Ada yang namanya rampogan sima, yakni sebentuk pertunjukkan yang melibatkan masyarakat banyak. Pertunjukkan ini konon sudah ada sejak zaman dulu. Sebagian menyebut tradisi ini sudah ada sejak era Kerajaan Singasari, namun sebagian lagi menyebut pertunjukkan semacam ini baru ada sejak abad ke-17 di Jawa.
Dalam buku 'Bakda Mawi Rampog', R Kartawibawa menceritakan soal rampogan macan ini. Buku ini diterbitkan Balai Pustaka (Bale-Poestaka) pada tahun 1923, dipindai oleh peneliti dari Universitas Gadjah Mada, Djoko Luknanto, dan diunggah di situs staff UGM.
Menggunakan Bahasa Jawa, Kartawibawa menggunakan istilah 'sima' untuk merujuk kepada kucing besar ini, terkadang juga menggunakan istilah 'macan loreng' untuk merujuk pada harimau, atau menambahkan keterangan untuk macan jenis yang lain.
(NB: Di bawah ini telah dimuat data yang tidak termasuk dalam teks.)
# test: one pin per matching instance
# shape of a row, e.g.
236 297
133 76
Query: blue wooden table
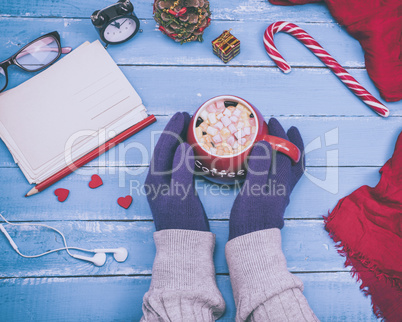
346 143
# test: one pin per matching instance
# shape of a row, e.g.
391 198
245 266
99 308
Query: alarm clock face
120 30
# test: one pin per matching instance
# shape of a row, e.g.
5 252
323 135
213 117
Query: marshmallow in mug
225 128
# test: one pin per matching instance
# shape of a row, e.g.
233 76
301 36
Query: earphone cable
66 248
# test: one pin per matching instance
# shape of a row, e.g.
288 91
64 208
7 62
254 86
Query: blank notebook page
83 92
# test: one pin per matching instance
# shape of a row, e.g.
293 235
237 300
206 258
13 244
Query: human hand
170 184
271 177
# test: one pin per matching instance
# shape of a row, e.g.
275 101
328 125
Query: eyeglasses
35 56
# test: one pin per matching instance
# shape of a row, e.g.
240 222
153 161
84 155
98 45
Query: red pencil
91 155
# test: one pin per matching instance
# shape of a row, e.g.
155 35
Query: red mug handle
284 146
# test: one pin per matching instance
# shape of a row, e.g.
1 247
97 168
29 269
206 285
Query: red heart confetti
95 182
61 194
125 202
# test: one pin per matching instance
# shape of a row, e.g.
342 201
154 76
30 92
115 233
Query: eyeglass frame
13 59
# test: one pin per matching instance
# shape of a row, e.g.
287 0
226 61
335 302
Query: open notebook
66 111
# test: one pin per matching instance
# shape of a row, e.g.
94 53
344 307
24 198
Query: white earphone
120 254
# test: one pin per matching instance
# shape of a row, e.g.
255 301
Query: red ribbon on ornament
203 28
179 13
161 28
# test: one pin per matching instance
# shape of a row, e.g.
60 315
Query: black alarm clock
116 23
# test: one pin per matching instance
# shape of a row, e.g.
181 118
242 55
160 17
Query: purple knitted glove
170 184
271 177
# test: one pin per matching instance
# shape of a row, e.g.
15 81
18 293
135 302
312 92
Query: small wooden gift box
226 46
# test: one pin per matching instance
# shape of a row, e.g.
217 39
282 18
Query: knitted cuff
184 260
256 263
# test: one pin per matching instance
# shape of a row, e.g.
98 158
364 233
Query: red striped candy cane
323 55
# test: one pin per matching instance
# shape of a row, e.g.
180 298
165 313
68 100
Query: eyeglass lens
39 54
3 79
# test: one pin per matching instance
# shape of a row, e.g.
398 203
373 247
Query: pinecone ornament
182 20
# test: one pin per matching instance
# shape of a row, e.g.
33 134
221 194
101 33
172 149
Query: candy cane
323 55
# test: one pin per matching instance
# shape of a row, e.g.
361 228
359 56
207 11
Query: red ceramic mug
229 168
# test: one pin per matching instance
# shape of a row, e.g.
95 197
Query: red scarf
377 25
367 225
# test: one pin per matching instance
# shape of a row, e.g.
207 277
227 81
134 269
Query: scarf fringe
345 251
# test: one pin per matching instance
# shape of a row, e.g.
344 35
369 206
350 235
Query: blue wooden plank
146 47
332 296
309 199
306 245
329 141
223 9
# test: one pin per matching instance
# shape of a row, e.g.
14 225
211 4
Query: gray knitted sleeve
183 286
263 288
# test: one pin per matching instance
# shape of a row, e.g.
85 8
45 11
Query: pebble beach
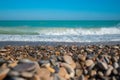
60 61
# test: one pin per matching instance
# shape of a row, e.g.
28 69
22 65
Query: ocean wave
59 31
79 31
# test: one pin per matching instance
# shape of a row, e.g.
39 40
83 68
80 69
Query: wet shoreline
38 43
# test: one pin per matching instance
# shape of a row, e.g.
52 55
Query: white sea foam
79 31
65 34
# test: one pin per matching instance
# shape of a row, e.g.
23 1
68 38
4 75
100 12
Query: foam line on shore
38 43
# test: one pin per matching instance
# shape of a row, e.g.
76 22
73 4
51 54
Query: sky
59 9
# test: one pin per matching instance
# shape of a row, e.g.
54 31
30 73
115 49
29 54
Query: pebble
103 65
78 72
69 69
56 68
81 77
26 74
44 74
93 73
68 59
115 72
107 60
115 65
63 73
100 74
82 57
60 62
57 77
109 71
89 63
14 73
50 69
24 67
3 73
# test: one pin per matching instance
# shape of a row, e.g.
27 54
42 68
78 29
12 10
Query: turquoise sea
60 30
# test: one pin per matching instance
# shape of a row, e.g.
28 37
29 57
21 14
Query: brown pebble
82 57
44 74
13 64
89 63
63 73
68 59
78 72
3 73
26 74
24 67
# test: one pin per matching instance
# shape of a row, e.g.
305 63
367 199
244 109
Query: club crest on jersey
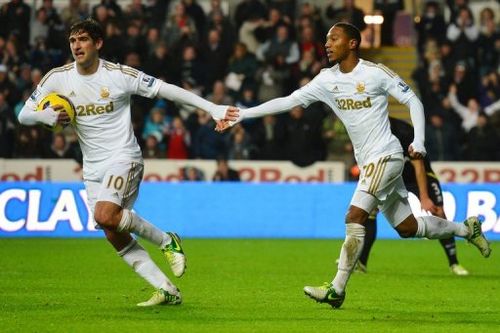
360 87
104 92
148 81
35 95
404 87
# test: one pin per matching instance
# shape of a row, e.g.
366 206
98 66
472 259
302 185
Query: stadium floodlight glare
373 19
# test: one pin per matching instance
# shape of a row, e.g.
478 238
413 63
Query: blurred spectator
303 140
309 43
219 95
136 10
241 69
75 11
30 142
59 148
347 13
273 78
178 140
430 25
280 46
224 172
207 144
114 48
338 144
180 29
192 174
246 34
7 88
155 124
15 17
267 30
489 89
441 141
239 144
463 34
482 141
8 123
39 27
310 16
191 68
134 41
151 146
215 57
194 10
463 80
468 113
161 64
249 10
389 9
488 51
221 23
454 7
269 139
112 8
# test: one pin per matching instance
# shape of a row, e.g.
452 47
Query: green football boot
163 297
325 294
476 236
175 255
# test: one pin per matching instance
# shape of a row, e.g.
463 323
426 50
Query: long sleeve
179 95
418 120
28 116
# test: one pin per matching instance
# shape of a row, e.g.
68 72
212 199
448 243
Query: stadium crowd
265 50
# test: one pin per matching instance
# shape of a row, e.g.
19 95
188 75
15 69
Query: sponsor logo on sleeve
34 96
148 81
404 87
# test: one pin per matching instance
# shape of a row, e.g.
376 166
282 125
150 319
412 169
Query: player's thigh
120 184
396 209
92 188
382 177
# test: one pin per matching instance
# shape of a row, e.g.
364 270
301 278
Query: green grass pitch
64 285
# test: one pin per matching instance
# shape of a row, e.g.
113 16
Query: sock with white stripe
349 254
131 222
140 261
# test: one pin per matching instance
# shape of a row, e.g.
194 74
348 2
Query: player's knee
105 218
407 229
356 215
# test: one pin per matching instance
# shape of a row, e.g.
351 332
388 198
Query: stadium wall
222 210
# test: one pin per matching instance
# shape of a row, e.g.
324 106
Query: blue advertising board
222 210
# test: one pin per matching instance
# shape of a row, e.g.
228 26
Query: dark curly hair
90 26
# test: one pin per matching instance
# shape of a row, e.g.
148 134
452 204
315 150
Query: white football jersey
102 104
360 99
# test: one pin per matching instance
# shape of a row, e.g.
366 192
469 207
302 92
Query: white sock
434 227
131 222
137 258
349 254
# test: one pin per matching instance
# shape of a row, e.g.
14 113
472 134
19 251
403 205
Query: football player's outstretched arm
177 94
277 105
417 147
48 116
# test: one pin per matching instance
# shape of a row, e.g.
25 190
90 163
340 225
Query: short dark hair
351 31
90 26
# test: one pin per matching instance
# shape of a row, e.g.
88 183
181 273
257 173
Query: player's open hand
62 118
222 125
232 113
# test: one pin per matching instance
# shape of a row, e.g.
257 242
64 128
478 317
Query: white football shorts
120 185
381 185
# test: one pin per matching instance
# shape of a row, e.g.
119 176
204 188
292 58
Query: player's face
337 45
84 49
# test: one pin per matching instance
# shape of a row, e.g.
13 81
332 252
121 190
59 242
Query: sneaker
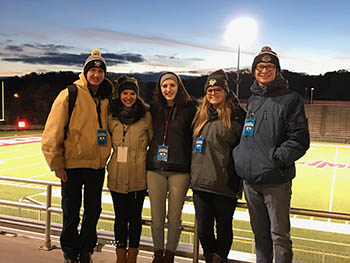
85 258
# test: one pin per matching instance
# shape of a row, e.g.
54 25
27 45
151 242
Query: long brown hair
224 110
182 97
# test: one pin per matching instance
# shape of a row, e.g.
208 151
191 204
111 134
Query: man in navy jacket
274 136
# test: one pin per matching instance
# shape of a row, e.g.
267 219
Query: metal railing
49 209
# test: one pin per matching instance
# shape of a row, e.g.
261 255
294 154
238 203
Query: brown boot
158 256
121 255
169 256
132 255
208 257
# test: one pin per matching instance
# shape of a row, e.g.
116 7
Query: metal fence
46 211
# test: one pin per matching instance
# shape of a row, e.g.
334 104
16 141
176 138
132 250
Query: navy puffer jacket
280 135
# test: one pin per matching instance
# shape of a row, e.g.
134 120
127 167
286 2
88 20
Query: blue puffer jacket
280 135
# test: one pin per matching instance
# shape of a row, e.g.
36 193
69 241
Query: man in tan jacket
78 155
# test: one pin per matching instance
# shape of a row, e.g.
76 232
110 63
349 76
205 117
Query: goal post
2 101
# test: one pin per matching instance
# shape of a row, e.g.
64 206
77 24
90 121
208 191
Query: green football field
322 183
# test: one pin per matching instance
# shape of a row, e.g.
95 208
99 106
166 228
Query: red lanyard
167 124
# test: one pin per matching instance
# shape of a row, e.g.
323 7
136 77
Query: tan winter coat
80 149
130 176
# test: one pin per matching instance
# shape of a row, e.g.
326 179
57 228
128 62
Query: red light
22 124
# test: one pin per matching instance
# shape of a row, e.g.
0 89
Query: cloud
47 47
127 37
37 46
14 48
67 59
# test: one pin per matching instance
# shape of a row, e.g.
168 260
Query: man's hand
61 174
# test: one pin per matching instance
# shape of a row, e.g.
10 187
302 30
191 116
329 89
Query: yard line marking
20 140
23 166
333 182
330 145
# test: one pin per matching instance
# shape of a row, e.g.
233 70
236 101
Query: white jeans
160 183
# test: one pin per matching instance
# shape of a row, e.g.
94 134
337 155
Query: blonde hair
224 110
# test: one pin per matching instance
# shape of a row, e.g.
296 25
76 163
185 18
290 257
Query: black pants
209 208
128 218
72 241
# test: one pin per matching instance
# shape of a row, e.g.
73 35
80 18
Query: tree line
36 92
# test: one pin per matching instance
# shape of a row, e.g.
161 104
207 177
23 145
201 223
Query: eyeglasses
267 67
214 90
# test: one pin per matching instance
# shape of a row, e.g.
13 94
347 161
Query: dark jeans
209 208
268 206
128 218
74 242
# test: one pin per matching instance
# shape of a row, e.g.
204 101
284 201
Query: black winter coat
280 135
178 139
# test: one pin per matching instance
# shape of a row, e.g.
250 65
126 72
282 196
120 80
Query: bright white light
241 31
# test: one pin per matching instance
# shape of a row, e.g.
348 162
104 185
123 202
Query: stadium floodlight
241 32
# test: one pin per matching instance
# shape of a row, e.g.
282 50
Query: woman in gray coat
216 187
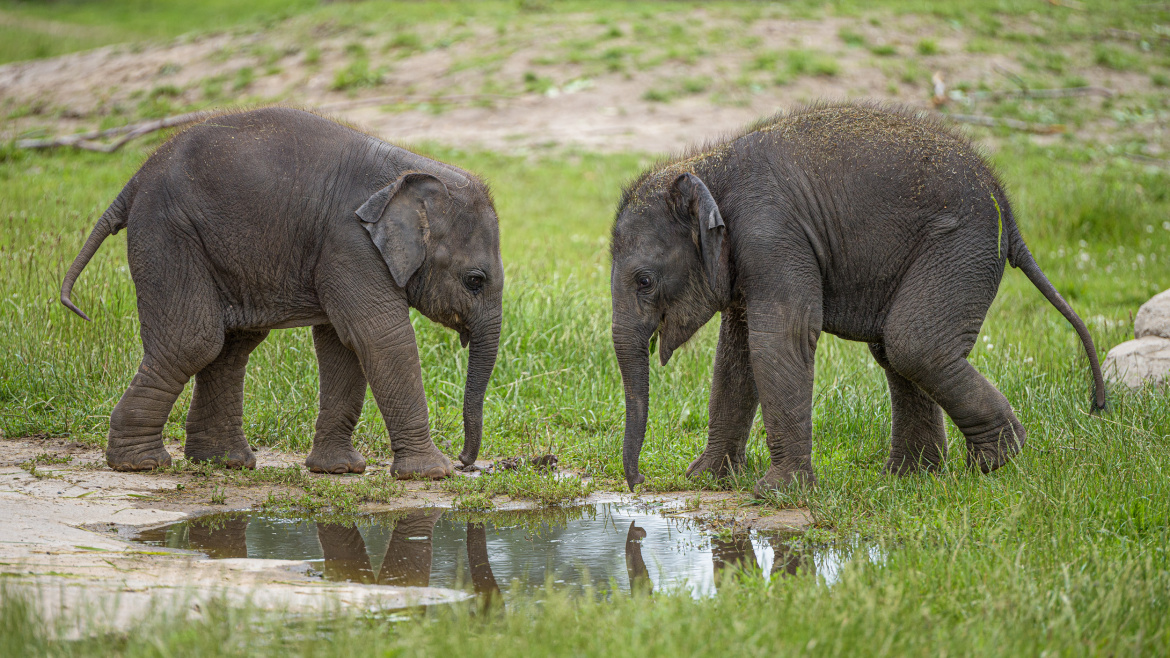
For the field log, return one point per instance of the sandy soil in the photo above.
(472, 93)
(68, 532)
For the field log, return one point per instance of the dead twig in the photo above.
(1060, 93)
(89, 141)
(1129, 35)
(1014, 124)
(1019, 81)
(1149, 160)
(400, 98)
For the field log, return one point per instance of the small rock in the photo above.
(1135, 363)
(1154, 317)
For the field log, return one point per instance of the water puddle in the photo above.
(509, 553)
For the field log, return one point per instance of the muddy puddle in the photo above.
(504, 554)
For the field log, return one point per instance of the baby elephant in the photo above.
(279, 218)
(871, 224)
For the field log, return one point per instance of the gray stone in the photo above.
(1154, 317)
(1135, 363)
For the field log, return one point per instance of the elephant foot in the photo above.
(335, 459)
(229, 453)
(779, 479)
(428, 465)
(137, 457)
(904, 465)
(997, 449)
(720, 464)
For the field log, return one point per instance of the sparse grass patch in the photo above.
(525, 482)
(927, 47)
(1116, 57)
(356, 75)
(335, 495)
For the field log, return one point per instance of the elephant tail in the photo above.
(1020, 258)
(112, 220)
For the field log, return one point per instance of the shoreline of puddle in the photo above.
(503, 554)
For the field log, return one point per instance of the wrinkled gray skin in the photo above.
(279, 218)
(865, 223)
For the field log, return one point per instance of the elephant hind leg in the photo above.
(177, 347)
(917, 434)
(215, 419)
(930, 329)
(343, 386)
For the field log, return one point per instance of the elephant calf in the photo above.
(869, 224)
(280, 218)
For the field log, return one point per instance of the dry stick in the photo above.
(87, 141)
(1060, 93)
(1014, 124)
(386, 100)
(1147, 159)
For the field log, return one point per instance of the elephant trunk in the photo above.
(481, 360)
(632, 347)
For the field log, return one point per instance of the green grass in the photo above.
(1062, 552)
(32, 29)
(1064, 549)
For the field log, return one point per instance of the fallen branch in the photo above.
(1014, 124)
(1060, 93)
(1148, 159)
(1130, 35)
(387, 100)
(89, 141)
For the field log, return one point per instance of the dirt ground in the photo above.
(68, 532)
(473, 93)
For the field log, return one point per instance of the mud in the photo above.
(68, 528)
(592, 548)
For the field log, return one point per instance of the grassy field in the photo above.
(1061, 553)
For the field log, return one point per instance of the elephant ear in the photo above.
(713, 246)
(397, 220)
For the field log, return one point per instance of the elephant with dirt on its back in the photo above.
(872, 224)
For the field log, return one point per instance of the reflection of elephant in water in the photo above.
(345, 554)
(407, 562)
(639, 575)
(731, 555)
(787, 560)
(219, 536)
(408, 555)
(482, 578)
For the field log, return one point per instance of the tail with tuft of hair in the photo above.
(1020, 258)
(112, 220)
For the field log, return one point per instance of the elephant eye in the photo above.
(474, 281)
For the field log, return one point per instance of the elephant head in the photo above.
(669, 276)
(440, 238)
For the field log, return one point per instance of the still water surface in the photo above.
(599, 546)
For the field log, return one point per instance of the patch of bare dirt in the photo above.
(68, 521)
(531, 87)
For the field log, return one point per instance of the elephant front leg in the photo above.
(342, 395)
(733, 404)
(390, 360)
(917, 434)
(215, 418)
(783, 342)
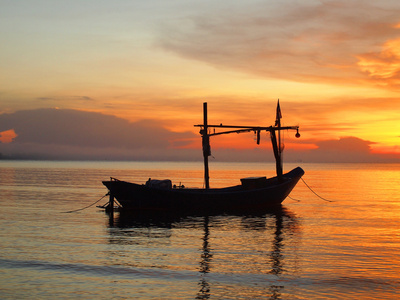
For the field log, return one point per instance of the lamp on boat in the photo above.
(297, 133)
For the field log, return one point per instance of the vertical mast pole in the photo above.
(206, 146)
(276, 144)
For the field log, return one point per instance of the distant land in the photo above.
(66, 134)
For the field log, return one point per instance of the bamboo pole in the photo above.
(206, 146)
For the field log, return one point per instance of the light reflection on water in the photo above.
(310, 249)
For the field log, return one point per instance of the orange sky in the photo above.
(334, 65)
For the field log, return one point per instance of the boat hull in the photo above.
(142, 197)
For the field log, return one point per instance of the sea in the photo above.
(336, 237)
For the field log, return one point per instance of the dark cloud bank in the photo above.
(76, 135)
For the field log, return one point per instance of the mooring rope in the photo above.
(311, 191)
(71, 211)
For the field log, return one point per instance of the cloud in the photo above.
(73, 134)
(59, 133)
(343, 150)
(66, 98)
(300, 41)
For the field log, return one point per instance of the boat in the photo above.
(253, 193)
Di masa kecil penulis, hewan pemakan daging yang tersebar di Pulau Jawa ini masih cukup sering dijumpai. Kadang-kadang, harimau Jawa ini memangsa ternak warga hingga akhirnya diburu.
Bahkan penguasa saat itu memberi imbalan bagi siapa saja yang bisa membunuh si loreng. Satu ekor harimau dihargai 10 hingga 50 Gulden. Dalam kondisi seperti itu, acara rampogan macan menjadi hal biasa.
Sebenarnya apa itu rampogan macan? Ini adalah acara yang melibatkan ribuan orang yang memegang tombak, biasa digelar di alun-alun kota. Sejumlah kucing besar dan sedang, yakni harimau Jawa, macan loreng, macan kumbang, dan macan sruni, dilibatkan, atau dikorbankan lebih tepatnya.